Rose had by this time recovered his temper, and said, "It was rather crude, I admit. But what I meant was that if a man feels that all opinions are of equal value, he must give full weight to all opinions. The doctrinaire Liberal seems to me to be just as much inclined to tyrannise as the doctrinaire Tory, and to use his authority on the side of suppression when it is convenient to do so, and against all his own principles."

"I don't think that is quite fair," said Father Payne. "You must have a working system; you can't try everyone's experiments. All that the Liberal says is, 'Persuade us if you can.' Pure Liberalism would be anarchy, just as pure Toryism would be tyranny. Both are intolerable. But just as the Liberal has to compromise and say, 'This may not be the ultimate theory of the Government, but meanwhile the world has to be governed,' so the Tory has to compromise, if a large majority of the people say, 'We will not be governed by a minority for their interest; we will be governed for our own.' The parliamentary vote is just a way of avoiding civil war; you can't always resort to force, so you resort to arbitration. But why the Liberal position is on the whole the stronger is because it says frankly, 'If you Tories can persuade the nation to ask you to govern it, we will obey you.'

The weakness of the Tory position is that it has to make exactly the same concessions, while it claims to be inspired by a divine sort of knowledge as to what is just and right. I personally mistrust all intuitions which lead to tyranny. Of course, the weakness of the whole affair is that the man who believes in democracy has to a.s.sume that all have equal rights; that would be fair enough if all people were born equal in character and ability, and influence and wealth. But that isn't the case; and so the Liberal says, 'Democracy is a bad system perhaps, but it is the only system,' and it is fairer to maintain that everyone who gets into the world has as good a right as anyone else to be there, than it is to say, 'Some people have a right to manage the world and some have only a duty to obey.'

Both represent a side of the truth, but neither represents the whole truth.
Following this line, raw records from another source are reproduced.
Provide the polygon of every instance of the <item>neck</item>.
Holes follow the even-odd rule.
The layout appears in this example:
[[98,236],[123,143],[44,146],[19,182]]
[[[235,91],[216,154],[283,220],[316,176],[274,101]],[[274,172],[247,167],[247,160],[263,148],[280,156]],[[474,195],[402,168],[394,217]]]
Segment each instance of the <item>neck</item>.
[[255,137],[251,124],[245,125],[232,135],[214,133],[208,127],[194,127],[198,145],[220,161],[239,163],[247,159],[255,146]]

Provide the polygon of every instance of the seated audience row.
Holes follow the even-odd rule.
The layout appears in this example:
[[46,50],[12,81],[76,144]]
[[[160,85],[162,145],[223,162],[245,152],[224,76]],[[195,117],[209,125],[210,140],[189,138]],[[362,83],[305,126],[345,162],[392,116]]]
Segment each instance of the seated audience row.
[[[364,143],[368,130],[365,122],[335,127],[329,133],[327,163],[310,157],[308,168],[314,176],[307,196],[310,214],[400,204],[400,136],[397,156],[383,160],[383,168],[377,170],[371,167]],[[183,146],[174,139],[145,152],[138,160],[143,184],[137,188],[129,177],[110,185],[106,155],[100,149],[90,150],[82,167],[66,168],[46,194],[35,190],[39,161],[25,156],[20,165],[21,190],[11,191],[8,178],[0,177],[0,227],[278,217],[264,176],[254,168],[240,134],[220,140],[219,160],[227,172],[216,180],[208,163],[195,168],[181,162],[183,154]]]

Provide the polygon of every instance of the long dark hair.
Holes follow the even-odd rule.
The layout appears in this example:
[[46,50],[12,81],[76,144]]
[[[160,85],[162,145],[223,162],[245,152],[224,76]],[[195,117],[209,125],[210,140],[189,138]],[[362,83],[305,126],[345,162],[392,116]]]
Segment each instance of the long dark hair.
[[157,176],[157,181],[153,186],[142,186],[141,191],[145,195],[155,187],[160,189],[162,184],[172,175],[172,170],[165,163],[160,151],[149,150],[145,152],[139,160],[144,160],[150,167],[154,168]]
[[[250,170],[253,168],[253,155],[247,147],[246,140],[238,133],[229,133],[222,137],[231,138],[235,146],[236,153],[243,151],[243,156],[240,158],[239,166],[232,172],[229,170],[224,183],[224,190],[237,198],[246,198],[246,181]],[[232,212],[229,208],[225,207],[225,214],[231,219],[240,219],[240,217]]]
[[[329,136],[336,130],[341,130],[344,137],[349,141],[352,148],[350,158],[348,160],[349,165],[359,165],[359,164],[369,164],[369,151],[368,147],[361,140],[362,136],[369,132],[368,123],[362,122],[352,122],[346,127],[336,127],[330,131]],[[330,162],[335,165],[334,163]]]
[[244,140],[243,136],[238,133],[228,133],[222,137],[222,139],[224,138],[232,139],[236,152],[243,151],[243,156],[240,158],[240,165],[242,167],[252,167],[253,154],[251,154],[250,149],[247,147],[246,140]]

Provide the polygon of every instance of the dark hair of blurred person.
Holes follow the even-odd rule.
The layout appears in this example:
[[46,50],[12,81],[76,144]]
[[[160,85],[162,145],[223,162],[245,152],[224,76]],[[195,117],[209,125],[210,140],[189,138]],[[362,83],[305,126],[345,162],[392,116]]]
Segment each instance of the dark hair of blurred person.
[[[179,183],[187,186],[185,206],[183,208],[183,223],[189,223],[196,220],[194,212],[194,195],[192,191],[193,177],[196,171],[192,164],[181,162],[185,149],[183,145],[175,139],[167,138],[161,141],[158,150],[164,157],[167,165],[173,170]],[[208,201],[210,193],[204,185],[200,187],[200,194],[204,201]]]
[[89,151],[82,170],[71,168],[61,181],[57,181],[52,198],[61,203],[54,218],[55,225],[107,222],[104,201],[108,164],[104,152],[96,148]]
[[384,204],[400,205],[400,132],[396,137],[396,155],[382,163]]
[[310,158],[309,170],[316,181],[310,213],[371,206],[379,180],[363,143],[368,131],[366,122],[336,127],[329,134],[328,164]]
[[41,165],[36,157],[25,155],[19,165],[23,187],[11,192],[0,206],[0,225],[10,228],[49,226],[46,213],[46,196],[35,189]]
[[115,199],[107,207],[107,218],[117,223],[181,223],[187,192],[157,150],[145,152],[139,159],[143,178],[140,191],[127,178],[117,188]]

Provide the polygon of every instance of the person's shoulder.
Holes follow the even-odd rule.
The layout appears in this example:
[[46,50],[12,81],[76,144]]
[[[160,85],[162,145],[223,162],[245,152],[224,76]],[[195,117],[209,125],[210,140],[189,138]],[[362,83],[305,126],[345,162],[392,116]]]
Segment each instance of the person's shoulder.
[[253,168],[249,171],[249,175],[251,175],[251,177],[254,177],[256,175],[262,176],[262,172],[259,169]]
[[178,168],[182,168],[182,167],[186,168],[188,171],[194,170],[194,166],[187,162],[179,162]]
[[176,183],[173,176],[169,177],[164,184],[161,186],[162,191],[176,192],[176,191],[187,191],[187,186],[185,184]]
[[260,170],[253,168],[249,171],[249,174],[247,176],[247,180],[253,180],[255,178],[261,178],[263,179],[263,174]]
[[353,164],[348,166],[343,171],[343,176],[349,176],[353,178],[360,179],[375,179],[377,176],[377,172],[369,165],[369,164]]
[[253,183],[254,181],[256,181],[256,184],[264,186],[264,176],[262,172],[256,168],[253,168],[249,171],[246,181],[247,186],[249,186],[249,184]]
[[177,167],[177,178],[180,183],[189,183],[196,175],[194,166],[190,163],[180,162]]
At worst Liberalism is a combination of the weak against the strong, and Toryism a combination of the strong against the weak! I personally wish the weak to have a chance; but what we all really desire is to be governed by the wise and good, and my hope for the world is that the quality of it is improving. I want the weak to become sensible and self-restrained, and the strong to become unselfish and disinterested. It is generosity that I want to see increase--it is the finest of all qualities--the desire, I mean to serve others, to admire, to sympathise, to share, to rejoice, in other people's happiness. That would solve all our difficulties."

"Yes, of course," said Rose. "But I would like to go back again, and say that what I was praising was consistency."